Enphase was the first company to commercialize microinverters for residential and small commercial solar PV systems. A microinverter, a type of MLPE, is a small inverter placed directly on the back of each solar module, as opposed to the traditional system of one string inverter on the side of the building.
MLPEs improve the efficient energy capture of a solar PV system by performing maximum power point tracking at the module level, rather than at the array level (all modules combined). They also allow greater flexibility in how modules are installed, in terms of angle, type and number, so houses with multiple roofs at different angles can use more surface area and capture more energy from it.

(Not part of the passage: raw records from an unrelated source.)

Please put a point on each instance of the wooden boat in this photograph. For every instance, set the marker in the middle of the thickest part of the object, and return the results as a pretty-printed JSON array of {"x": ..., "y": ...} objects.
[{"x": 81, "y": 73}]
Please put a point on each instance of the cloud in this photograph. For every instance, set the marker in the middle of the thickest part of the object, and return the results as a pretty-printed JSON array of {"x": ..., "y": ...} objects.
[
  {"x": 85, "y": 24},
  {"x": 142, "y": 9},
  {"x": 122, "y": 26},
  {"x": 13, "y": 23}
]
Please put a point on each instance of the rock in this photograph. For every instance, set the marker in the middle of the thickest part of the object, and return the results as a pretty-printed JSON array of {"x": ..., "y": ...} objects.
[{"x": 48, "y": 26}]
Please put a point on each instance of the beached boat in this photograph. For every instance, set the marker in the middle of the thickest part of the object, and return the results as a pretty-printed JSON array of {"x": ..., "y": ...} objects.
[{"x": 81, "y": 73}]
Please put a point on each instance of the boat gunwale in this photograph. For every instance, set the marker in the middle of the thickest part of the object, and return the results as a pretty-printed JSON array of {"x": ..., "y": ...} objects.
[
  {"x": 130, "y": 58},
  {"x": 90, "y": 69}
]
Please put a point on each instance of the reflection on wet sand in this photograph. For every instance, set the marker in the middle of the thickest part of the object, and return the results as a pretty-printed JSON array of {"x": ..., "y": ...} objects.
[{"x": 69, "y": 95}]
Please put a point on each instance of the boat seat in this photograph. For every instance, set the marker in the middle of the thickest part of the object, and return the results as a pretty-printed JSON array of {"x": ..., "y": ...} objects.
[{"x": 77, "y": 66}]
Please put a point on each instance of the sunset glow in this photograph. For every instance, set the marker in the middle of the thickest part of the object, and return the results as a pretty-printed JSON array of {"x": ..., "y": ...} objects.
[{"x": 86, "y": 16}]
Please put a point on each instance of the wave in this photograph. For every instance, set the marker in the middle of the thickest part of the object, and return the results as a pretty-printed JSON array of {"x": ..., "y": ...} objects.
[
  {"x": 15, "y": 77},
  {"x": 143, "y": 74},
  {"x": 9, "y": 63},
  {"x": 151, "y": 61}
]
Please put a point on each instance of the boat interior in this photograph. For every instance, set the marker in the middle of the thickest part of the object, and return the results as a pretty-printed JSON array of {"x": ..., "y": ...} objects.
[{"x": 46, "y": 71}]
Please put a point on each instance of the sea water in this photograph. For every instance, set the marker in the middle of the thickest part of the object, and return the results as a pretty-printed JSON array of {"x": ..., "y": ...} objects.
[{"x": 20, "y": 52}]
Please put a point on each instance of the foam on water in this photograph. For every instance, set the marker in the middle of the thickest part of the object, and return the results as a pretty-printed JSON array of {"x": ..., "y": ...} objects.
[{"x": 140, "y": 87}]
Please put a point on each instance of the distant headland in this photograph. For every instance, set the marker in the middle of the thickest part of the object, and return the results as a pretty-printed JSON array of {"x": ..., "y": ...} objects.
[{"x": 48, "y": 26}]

Storage Next Big Question for Renewables
While good for the planet, renewable power has two main shortcomings: an inability to “match” power consumption peaks and variability of renewable power production driven by weather dependency. California rolling blackouts in August amid record-high summer temperatures, low winds and lower imports of power from neighboring states underscore these drawbacks of renewables and highlight the importance of storage/battery capacity for a reliable power grid.
Renewable energy paired with storage is an increasingly attractive option, and one which utility companies have begun to offer. While most battery technologies today offer only a few hours of power storage, the “near-firm” renewable power resources (solar or wind plus battery that can provide power that is nearly firm, or nearly around the clock) could help alleviate some of the impacts from grid outages, especially urgent in regions currently facing generation shortages. Solar and storage is now cheap enough that it is replacing inefficient peaking units - power plants that run only when there is a high demand for electricity, in order to balance the grid.
Storage remains a focus for several ClearBridge utility holdings, such as NextEra Energy, whose unregulated NextEra Energy Resources segment has the largest battery storage capacity in the world. NextEra Energy believes near-firm renewables will be competitive with all the traditional generation technologies as of 2023-2024 (Exhibit 3). The company’s project pipeline has 2.2GW in battery storage under development and battery storage investments in 2021 are expected to exceed $1 billion. It expects the continued innovation by the automotive industry, improvements in converters and enclosures, and lower balance of system costs to drive down the cost of energy storage by ~16% CAGR between 2020 and 2023.
Exhibit 3: Even with Addition of Storage, Renewables Are Cost Competitive
Yet overall renewables remain intermittent, and while storage improves availability of renewable assets, the combination cannot beat high 90% availability of baseload gas or nuclear plants, at least in the near term. The grid of the future should have a much higher presence of renewables, although a full elimination of the traditional sources of power will likely require some major breakthroughs in storage technology.
Many Businesses Can Thrive in Transition to Renewable Energy
As efforts to combat climate change become more urgent, it is encouraging to see the increasing scale of commitments by corporations as well as state and city governments. Developing the energy grid of the future, which will have to support more cars, trucks and buses transitioning to electric motors, will require an ecosystem of renewable energy innovators and adopters. ClearBridge will continue to seek out and engage with leading companies that can thrive as we progress toward a net-zero future.